František Valošek (jumping on the right) in the first half of the 1960s at Ostrava's Bazaly stadium in a match against Dukla Prague
František Valošek (jumping on the right) in the first half of the 1960s at Ostrava's Bazaly stadium in a match against Dukla Prague
photo: witness archive

František Valošek was born on July 12, 1937, in Frýdek, North Moravia. His father, František, owned a forge, and his mother worked at the Beskyd Hotel. At the end of the Second World War, he participated in the funeral of the victims of the battles with the Germans in Frýdek, among whom were two football players. He knew them from the playground where he had been going since childhood. As a young junior, he played for Frýdek. After finishing elementary school in 1952, he began learning to become a boatman in Děčín, where he played football for the youth team. After two years, he boarded a tugboat, and for almost four years, he sailed mainly on the Elbe river and the canals in East Germany. He reached the seaports of Hamburg or Szczecin. In time, he served as the second helmsman. In 1957, the officials of Slezan Frýdek-Místek came to tell him to return home and strengthen the club after its promotion to the division, the third-highest competition in Czechoslovakia. Before long, he joined the military in Dukla Olomouc, with which he advanced to the second league. After retiring to civilian life, he was recruited by Baník Ostrava in 1960, where he played as a winger for six years.
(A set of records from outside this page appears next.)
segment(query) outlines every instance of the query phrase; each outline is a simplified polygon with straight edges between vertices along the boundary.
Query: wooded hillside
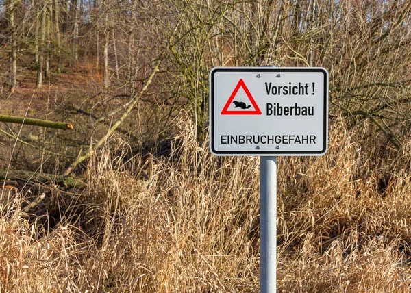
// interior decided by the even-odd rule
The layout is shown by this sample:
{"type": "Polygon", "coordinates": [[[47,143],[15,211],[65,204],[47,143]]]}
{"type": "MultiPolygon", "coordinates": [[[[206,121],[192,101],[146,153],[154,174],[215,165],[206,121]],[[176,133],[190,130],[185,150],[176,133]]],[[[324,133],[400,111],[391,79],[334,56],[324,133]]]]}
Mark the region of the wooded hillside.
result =
{"type": "Polygon", "coordinates": [[[258,161],[210,155],[208,84],[264,65],[329,73],[279,292],[408,292],[406,0],[0,1],[0,291],[258,292],[258,161]]]}

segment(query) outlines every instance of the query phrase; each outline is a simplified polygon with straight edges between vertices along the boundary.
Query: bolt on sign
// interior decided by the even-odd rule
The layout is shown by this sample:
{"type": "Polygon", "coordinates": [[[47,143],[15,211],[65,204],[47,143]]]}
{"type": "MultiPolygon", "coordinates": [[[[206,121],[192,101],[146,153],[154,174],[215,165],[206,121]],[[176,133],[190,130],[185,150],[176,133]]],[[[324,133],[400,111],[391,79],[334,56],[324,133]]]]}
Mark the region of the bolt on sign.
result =
{"type": "Polygon", "coordinates": [[[323,68],[216,67],[210,73],[211,152],[322,155],[328,146],[323,68]]]}

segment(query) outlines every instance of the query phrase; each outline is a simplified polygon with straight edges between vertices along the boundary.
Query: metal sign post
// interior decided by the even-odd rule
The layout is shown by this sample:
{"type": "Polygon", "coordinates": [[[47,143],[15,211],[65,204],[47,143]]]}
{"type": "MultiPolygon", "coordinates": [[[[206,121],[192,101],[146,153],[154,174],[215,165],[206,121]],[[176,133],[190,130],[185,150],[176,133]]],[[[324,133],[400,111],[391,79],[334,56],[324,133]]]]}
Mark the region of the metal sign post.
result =
{"type": "Polygon", "coordinates": [[[260,160],[260,290],[277,292],[277,157],[260,160]]]}
{"type": "Polygon", "coordinates": [[[260,285],[277,292],[277,156],[328,148],[323,68],[216,67],[210,73],[210,149],[260,156],[260,285]]]}

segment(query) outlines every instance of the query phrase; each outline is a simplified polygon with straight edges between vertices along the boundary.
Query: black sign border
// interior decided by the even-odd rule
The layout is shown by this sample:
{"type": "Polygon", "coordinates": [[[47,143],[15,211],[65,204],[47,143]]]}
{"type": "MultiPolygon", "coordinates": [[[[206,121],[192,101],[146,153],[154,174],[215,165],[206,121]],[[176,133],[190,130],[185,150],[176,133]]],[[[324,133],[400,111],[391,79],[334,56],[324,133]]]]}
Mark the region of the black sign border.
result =
{"type": "Polygon", "coordinates": [[[216,67],[211,70],[210,73],[210,148],[211,152],[216,155],[323,155],[328,150],[328,73],[323,68],[284,68],[284,67],[216,67]],[[259,73],[301,73],[301,72],[321,72],[324,75],[324,121],[323,121],[323,133],[324,140],[323,149],[321,151],[217,151],[214,147],[214,75],[218,72],[254,72],[259,73]]]}

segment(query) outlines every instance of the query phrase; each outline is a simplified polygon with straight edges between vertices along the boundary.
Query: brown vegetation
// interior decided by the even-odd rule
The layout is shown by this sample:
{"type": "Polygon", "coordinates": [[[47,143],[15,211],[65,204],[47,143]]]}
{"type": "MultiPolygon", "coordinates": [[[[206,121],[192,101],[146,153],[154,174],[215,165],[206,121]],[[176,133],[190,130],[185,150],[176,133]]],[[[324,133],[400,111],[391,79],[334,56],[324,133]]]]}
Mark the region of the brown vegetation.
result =
{"type": "Polygon", "coordinates": [[[328,153],[278,160],[279,292],[409,292],[410,1],[0,5],[0,114],[74,127],[1,123],[0,292],[258,292],[259,160],[210,155],[208,73],[266,64],[330,78],[328,153]]]}

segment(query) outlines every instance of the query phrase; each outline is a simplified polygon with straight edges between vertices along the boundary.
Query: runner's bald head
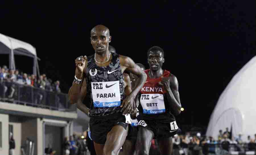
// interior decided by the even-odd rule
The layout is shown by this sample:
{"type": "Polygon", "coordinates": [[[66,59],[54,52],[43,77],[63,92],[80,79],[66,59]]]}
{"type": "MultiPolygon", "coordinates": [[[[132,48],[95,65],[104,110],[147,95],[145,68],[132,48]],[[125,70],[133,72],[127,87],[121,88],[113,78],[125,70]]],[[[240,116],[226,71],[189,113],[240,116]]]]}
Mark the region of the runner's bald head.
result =
{"type": "Polygon", "coordinates": [[[91,37],[98,33],[102,33],[108,37],[110,35],[108,28],[102,25],[98,25],[92,29],[91,30],[91,37]]]}

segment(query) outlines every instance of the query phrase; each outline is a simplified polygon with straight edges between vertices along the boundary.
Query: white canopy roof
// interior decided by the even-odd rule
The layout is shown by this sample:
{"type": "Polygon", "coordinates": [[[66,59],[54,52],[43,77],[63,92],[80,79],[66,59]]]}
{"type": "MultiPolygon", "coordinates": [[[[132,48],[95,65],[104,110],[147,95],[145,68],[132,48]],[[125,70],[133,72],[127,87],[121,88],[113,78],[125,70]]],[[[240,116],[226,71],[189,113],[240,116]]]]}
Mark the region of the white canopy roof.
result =
{"type": "Polygon", "coordinates": [[[233,77],[222,92],[212,114],[206,133],[215,139],[219,130],[230,130],[233,136],[242,134],[243,141],[256,133],[256,57],[233,77]]]}
{"type": "Polygon", "coordinates": [[[33,73],[40,74],[36,48],[32,45],[23,41],[0,33],[0,54],[9,54],[9,68],[15,69],[14,55],[25,56],[34,58],[33,73]],[[37,72],[37,70],[38,72],[37,72]]]}
{"type": "MultiPolygon", "coordinates": [[[[10,49],[14,50],[23,48],[29,52],[32,55],[36,55],[36,49],[30,44],[11,37],[0,33],[0,42],[1,42],[10,49]]],[[[0,53],[1,52],[0,51],[0,53]]]]}

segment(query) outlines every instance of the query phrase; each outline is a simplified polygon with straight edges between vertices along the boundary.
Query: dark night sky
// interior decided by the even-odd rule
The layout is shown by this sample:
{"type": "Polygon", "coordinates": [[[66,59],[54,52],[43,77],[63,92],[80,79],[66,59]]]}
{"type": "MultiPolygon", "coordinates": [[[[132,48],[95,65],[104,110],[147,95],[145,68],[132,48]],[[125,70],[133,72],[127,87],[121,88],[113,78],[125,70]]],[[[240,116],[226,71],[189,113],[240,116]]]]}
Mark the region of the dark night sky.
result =
{"type": "MultiPolygon", "coordinates": [[[[160,46],[165,53],[163,67],[179,82],[185,109],[178,117],[181,123],[207,126],[222,91],[255,55],[255,2],[172,1],[8,5],[1,1],[0,33],[35,47],[41,59],[40,73],[60,80],[66,93],[73,80],[75,59],[94,53],[90,32],[97,25],[109,28],[110,44],[117,53],[146,68],[147,50],[160,46]]],[[[7,57],[1,56],[0,65],[7,63],[7,57]]],[[[31,60],[15,58],[18,68],[31,72],[31,60]]]]}

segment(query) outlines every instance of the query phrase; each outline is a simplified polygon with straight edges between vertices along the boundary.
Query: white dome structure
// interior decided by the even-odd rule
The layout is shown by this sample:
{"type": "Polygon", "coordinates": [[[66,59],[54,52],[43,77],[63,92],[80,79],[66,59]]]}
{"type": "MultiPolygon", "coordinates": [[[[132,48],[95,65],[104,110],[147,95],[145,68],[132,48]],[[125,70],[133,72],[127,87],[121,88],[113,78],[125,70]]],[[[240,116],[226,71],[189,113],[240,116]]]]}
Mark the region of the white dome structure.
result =
{"type": "Polygon", "coordinates": [[[228,127],[243,141],[256,134],[256,56],[233,77],[219,99],[210,118],[207,136],[216,139],[219,130],[228,127]]]}

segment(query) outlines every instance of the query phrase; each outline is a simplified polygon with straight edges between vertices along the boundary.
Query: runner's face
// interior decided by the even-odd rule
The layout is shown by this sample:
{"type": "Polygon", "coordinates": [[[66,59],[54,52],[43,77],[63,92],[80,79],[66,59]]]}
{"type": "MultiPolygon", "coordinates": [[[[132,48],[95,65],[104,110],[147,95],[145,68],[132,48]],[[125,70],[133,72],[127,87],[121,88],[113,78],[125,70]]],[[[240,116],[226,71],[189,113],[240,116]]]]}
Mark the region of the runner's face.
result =
{"type": "Polygon", "coordinates": [[[159,51],[150,51],[148,55],[148,63],[150,70],[156,71],[160,69],[164,62],[163,53],[159,51]]]}
{"type": "Polygon", "coordinates": [[[111,41],[111,36],[106,30],[96,29],[91,35],[91,44],[96,53],[102,54],[108,49],[109,43],[111,41]]]}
He initially worked as a surveyor in the Ostrava-Karvinná mines in parallel with football. The best place in the league he achieved with Baník was third place. He made it to the national team. Coach Rudolf Vytlačil also selected him for the Olympic team, with which he won a silver medal at the Summer Olympic Games in Tokyo in 1964. He quit playing in Baník in 1966 and transferred to the second division Nová huť Ostrava. He ended his career in the district championship at the age of 40. For fifteen years, he coached youth in Baník Ostrava. He retired in 1992 but continued to work in the maintenance of the Baník Ostrava football complex, which was called Jeremenko. In 2022, he lived in Ostrava-Poruba and had a son and a daughter. His grandson Vojtěch Hadaščok won the title of national champion in football in 2012 with Slovan Liberec.